A colorful look at an albino boy and his family’s tragic past
Author: Victor Lodato
Not since reading John Irving’s A Prayer for Owen Meany have I been so enamored of a boy in a novel.
If you’ve read A Prayer for Owen Meany (and I certainly hope you have), you’ll recall that 11-year-old Owen is tiny in size but SPEAKS ONLY IN CAPITAL LETTERS. He has a peculiar voice that never deepens, and he trusts in a divine presence that isn’t apparent to anyone else. A bright and fully-realized character in every way, Owen is my standard by which all other fictional children are judged. (Unfair, but true.)
In Edgar & Lucy, playwright, poet and novelist Victor Lodato gives us Edgar Allan Fini, and I find myself murmuring words of gratitude for this tragic, unconventional eight-year-old. Reminiscent of Owen, Edgar is opinionated, clever and attuned to the otherworldly. He also has the same ability to cause me tangible distress over the state of his well-being.
Edgar is albino, described by his doting grandmother as “a little white cloud… a ghost.” He likes to hide in his closet, make strange gestures with his hands, and imitate the noises of small animals. Named—fittingly—after Poe, Edgar has already encountered more than his share of darkness and misfortune, but he carries on with a rare sensibility, his thoughts “little blue wheels rolling over sunny pastures.”

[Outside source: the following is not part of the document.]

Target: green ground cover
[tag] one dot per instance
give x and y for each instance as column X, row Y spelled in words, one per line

Edgar lives in suburban New Jersey with two women stubbornly at odds with each other: Florence, his grandmother, who makes meatballs and prays to the Virgin Mary; and Lucy, his promiscuous, sharp-tongued mother. Over the course of Edgar & Lucy, the bonds linking these characters—and Edgar’s late father, Frank, whose devastating story lies at the heart of the novel—are tested, broken, and exquisitely re-formed: “Love was so exhausting, the way it spun you around.”
Lodato’s epic novel offers an unflinching look at the things that have the power to take us: mental illness, death, even other people. The subject matter is significant, but Lodato weaves in humor and plenty of witty conversation to counteract the heaviness. He succeeds in crafting a insightful, meaty book that is delightful to read. It is so full—of Edgar and food and dogs and art and tunnels and nature and eccentric neighbors—that one could crack it open it open a second and third time and still stumble upon something new. While I appreciate this abundance, the novel does start to feel rather stretched-out toward the end—although Lodato manages to wrap up the story beautifully.
My main complaint with Edgar & Lucy is the narration. It alternates between characters and tense, which generally doesn’t bother me when I’m reading, but Lodato jumps around even within the same chapter. This switching-up provides a depth and breadth of perspective, but it also creates a sense of confusion that occasionally detracts from the flow and momentum of the story.
Overall, Lodato’s writing is stunning. In gorgeous prose, he presents a gold mine of imagery and ideas that stick with the reader long after the last page. “He was bound to the world by a chain of wonder, each link an unanswered question… Always one had to ask: what happens next?”